The top ten sellers total 2.2 million, so what on Earth make up the remaining 5.7 million? Multiple sales of the same vehicle? And, whilst you’re asking, the average price of the 2019 UK used motor was £12,800. That will include just about everything from the (very few sold) Bugatti Veryon to the category-C crash victim sold for spares at £50.
Steering away now from financial considerations toward a favoured subject – colour. In those eight million used car sales, would it surprise you that black came out top? A cool 1.7 million (all types) came in Henry’s favourite shade. Those wearing argent tones taking second at 1.49 million, followed by blue at 1.37 million. Grey is but fourth. However, this figure will increase for the battleship hue is currently in vogue with new car sales. Whites and reds are mid-table. Positions seven to ten feature green, orange, beige (or buff, neither surely offered as such) where forty four thousand signed on the dotted line, believing that jaune/gelb/custard could bring forth motoring sunshine.
Bizarrely, pink was 2019’s fasting growing used car colour.
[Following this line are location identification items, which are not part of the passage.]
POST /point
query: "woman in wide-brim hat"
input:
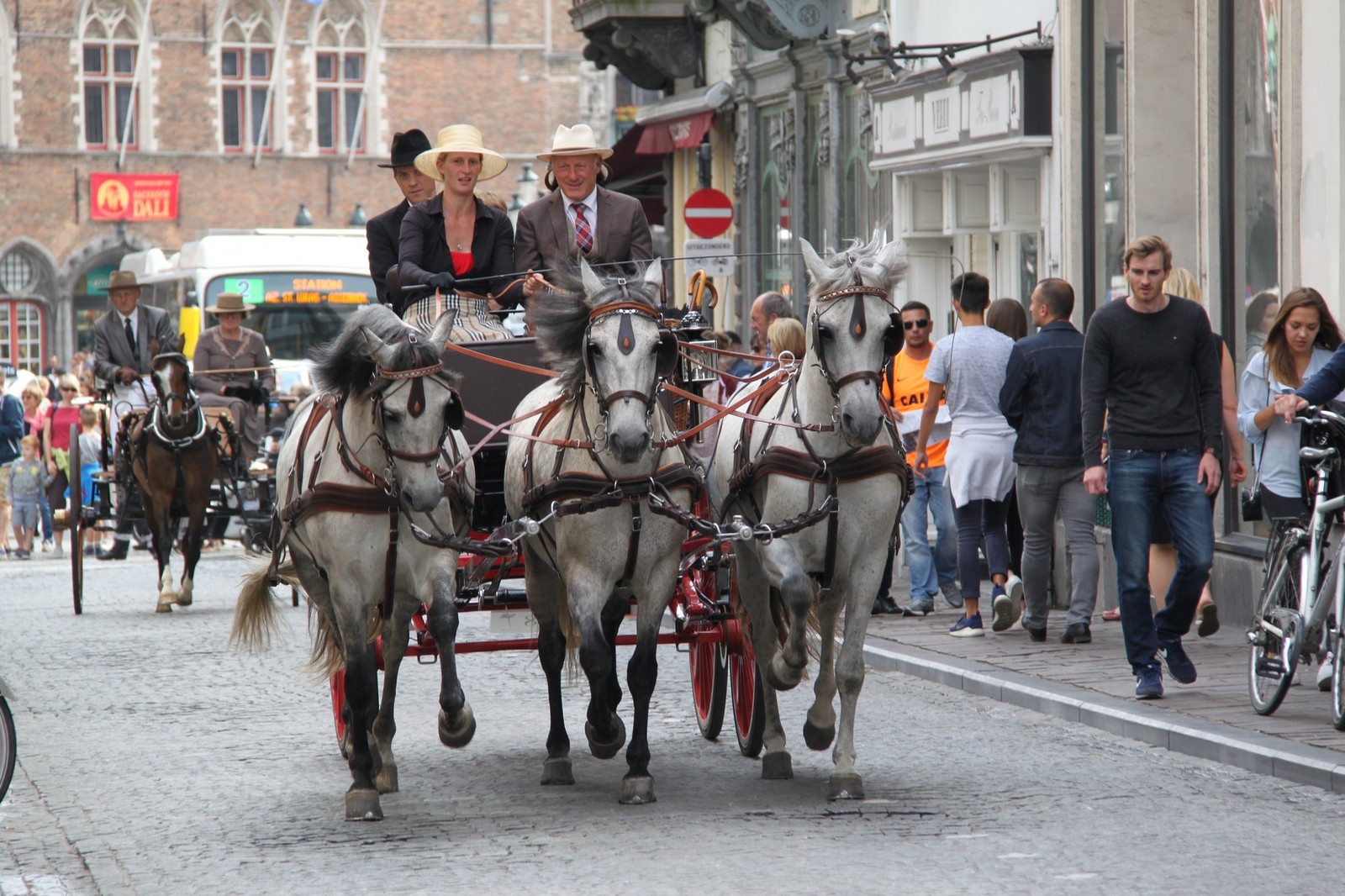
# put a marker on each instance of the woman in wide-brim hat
(455, 245)
(230, 346)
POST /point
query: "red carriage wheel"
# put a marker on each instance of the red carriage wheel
(748, 703)
(706, 653)
(338, 687)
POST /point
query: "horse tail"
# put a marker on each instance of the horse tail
(255, 615)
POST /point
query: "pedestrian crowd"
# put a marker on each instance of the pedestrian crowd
(1008, 430)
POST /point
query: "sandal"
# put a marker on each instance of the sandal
(1207, 616)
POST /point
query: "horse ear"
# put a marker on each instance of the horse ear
(592, 282)
(817, 268)
(654, 273)
(376, 349)
(443, 331)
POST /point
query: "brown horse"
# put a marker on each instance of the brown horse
(174, 458)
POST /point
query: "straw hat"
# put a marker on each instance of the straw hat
(229, 302)
(575, 141)
(461, 139)
(123, 280)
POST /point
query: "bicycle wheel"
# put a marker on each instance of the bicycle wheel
(8, 748)
(1271, 665)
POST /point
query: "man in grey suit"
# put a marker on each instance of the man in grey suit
(125, 342)
(578, 219)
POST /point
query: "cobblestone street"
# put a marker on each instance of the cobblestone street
(156, 759)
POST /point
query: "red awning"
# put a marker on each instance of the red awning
(661, 138)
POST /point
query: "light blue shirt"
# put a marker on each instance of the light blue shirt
(1277, 448)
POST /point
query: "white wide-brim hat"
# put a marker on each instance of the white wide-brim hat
(575, 141)
(461, 139)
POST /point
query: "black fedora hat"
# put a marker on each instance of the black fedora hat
(407, 147)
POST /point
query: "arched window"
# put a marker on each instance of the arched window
(248, 84)
(111, 81)
(340, 58)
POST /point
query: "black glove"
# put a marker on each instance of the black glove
(443, 282)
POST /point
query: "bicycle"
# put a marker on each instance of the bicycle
(1291, 616)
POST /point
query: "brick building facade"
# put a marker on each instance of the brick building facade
(257, 105)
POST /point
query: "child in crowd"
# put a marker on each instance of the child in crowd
(91, 448)
(29, 478)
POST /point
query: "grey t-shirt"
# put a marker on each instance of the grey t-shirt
(972, 366)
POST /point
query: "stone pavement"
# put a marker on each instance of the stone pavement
(1091, 683)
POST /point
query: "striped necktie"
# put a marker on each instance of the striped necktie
(583, 233)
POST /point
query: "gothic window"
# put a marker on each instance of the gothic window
(340, 60)
(111, 89)
(248, 98)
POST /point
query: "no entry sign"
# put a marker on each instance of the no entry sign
(708, 213)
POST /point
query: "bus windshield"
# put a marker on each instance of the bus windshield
(295, 311)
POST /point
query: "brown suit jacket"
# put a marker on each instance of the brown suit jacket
(545, 240)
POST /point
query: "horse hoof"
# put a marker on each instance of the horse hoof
(782, 676)
(557, 771)
(387, 779)
(847, 786)
(362, 804)
(777, 766)
(605, 750)
(818, 737)
(461, 734)
(638, 791)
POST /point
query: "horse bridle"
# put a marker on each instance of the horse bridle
(857, 329)
(625, 345)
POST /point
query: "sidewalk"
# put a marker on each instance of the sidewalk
(1091, 683)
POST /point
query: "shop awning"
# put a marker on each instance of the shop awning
(677, 134)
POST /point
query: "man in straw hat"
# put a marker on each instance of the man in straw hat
(233, 347)
(383, 230)
(125, 342)
(578, 219)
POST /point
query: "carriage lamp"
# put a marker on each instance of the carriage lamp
(883, 50)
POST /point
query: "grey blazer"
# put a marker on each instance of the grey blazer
(545, 240)
(111, 350)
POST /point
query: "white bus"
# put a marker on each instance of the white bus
(300, 284)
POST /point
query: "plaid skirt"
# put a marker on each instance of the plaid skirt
(472, 318)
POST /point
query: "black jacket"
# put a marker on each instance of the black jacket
(425, 253)
(383, 233)
(1042, 396)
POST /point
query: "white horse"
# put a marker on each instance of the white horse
(372, 529)
(770, 472)
(598, 461)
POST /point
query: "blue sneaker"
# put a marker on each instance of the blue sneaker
(1179, 663)
(968, 627)
(1149, 683)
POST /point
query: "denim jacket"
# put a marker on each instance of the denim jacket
(1042, 396)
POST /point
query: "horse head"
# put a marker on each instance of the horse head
(609, 334)
(171, 376)
(414, 400)
(853, 329)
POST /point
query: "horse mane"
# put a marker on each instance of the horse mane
(343, 365)
(560, 318)
(874, 261)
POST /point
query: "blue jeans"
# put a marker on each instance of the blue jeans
(930, 569)
(1137, 481)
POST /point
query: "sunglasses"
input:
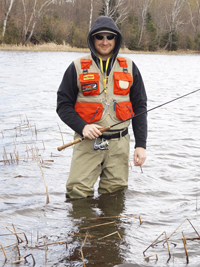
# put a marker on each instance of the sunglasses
(101, 37)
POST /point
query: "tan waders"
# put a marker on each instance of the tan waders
(112, 166)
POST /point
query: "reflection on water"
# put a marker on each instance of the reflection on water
(164, 194)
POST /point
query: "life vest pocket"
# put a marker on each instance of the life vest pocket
(124, 110)
(89, 84)
(89, 112)
(122, 83)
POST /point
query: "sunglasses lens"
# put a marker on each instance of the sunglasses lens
(99, 37)
(108, 37)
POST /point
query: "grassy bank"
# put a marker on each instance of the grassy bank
(67, 48)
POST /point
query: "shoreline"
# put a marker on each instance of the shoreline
(52, 47)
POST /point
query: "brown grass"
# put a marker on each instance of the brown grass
(67, 48)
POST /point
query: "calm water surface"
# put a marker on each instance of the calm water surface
(164, 194)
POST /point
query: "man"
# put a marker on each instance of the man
(101, 90)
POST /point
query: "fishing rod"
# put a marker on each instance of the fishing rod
(104, 129)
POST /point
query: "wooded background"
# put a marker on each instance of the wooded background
(144, 24)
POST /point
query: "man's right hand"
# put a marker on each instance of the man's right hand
(91, 131)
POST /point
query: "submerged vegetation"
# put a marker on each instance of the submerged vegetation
(146, 25)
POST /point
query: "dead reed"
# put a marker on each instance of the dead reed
(21, 246)
(166, 239)
(20, 133)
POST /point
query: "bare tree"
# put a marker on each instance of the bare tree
(91, 12)
(6, 17)
(174, 20)
(38, 8)
(145, 6)
(118, 10)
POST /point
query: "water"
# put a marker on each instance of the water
(164, 194)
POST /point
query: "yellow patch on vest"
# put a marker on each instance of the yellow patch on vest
(88, 77)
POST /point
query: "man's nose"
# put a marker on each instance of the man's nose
(105, 41)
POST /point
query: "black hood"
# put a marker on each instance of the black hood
(104, 22)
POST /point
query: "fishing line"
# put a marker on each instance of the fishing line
(108, 127)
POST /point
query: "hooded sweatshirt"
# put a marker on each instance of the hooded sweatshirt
(68, 90)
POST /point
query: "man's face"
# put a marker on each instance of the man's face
(104, 48)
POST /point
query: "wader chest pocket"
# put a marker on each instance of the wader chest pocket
(89, 84)
(122, 83)
(124, 110)
(89, 112)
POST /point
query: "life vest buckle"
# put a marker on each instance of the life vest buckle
(85, 71)
(125, 70)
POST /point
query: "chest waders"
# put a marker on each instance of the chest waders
(103, 101)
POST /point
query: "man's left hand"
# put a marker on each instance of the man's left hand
(139, 156)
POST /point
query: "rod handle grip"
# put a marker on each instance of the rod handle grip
(102, 130)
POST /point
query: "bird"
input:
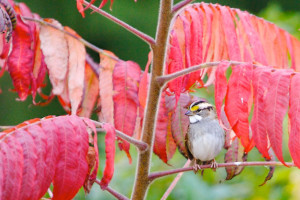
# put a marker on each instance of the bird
(205, 137)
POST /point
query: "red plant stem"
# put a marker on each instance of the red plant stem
(131, 29)
(86, 43)
(169, 77)
(113, 192)
(142, 146)
(180, 5)
(174, 182)
(156, 175)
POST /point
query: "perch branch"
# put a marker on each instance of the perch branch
(142, 182)
(156, 175)
(131, 29)
(180, 5)
(167, 78)
(142, 146)
(113, 192)
(86, 43)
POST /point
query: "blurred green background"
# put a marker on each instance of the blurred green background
(143, 15)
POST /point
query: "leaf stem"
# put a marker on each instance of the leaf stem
(131, 29)
(86, 43)
(142, 146)
(113, 192)
(169, 77)
(180, 5)
(156, 175)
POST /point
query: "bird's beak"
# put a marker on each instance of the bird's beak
(188, 113)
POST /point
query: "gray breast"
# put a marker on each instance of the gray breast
(206, 139)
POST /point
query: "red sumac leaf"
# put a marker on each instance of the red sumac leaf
(39, 152)
(175, 63)
(164, 145)
(237, 102)
(20, 60)
(126, 76)
(220, 86)
(294, 116)
(55, 50)
(91, 92)
(106, 102)
(110, 151)
(277, 98)
(143, 88)
(258, 126)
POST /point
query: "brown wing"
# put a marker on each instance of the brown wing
(187, 146)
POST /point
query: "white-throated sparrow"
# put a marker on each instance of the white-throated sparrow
(205, 137)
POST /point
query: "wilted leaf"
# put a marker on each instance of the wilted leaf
(106, 88)
(76, 70)
(110, 151)
(56, 52)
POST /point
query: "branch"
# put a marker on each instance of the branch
(86, 43)
(167, 78)
(142, 146)
(131, 29)
(113, 192)
(156, 175)
(180, 5)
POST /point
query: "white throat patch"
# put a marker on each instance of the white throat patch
(195, 118)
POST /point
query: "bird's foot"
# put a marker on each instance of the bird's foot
(196, 167)
(214, 165)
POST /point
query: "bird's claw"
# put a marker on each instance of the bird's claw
(196, 167)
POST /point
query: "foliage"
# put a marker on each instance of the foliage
(262, 59)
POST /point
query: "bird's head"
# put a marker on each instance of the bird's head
(199, 110)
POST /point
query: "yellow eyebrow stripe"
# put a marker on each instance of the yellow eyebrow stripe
(194, 108)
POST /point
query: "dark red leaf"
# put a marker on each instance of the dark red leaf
(38, 152)
(20, 60)
(164, 146)
(237, 102)
(175, 63)
(126, 76)
(258, 125)
(277, 98)
(294, 116)
(235, 153)
(91, 92)
(110, 151)
(254, 40)
(230, 34)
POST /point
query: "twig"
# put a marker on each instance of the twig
(86, 43)
(167, 78)
(175, 181)
(142, 146)
(156, 175)
(180, 5)
(159, 50)
(131, 29)
(113, 192)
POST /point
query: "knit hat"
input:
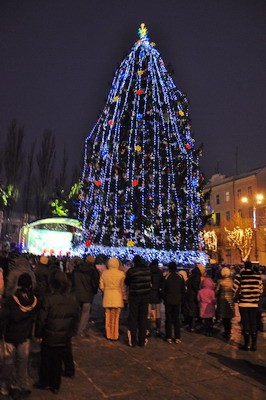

Up by 14.2% and weighing in at 5,098, one wonders at what shades of red, but not quite are sold and to whom. A cerise Golf, anyone? Fuchsia E-Class? How’s about a Jaguar XF in Raspberry or maybe the temptation of that Blush Volvo XC90 being too much to ignore. Especially when the salesperson throws in a rose scented air freshener…
Somebody bought these pink cars, new – stump enough hard earned and the manufacturers will paint the body any shade you wish. Nevertheless, it could not be ascertained if this meant the whole car being pink or perhaps simply highlights such as wing mirrors, bumper areas, door embellishments, etc. In the past year these eyes have widened at seeing an entire Micra, an Evoque and a Bratachian in what could be described as candy pink. Other descriptions are available.
Suitably armed, you may find yourself empowered to eschew the crowd, and instead channel Arthur Daley’s spirit – the UK’s king of used car salesmen lingers on, as a raft would on the open sea. Buying second (or more) hand can be a decidedly choppy experience. Steer carefully.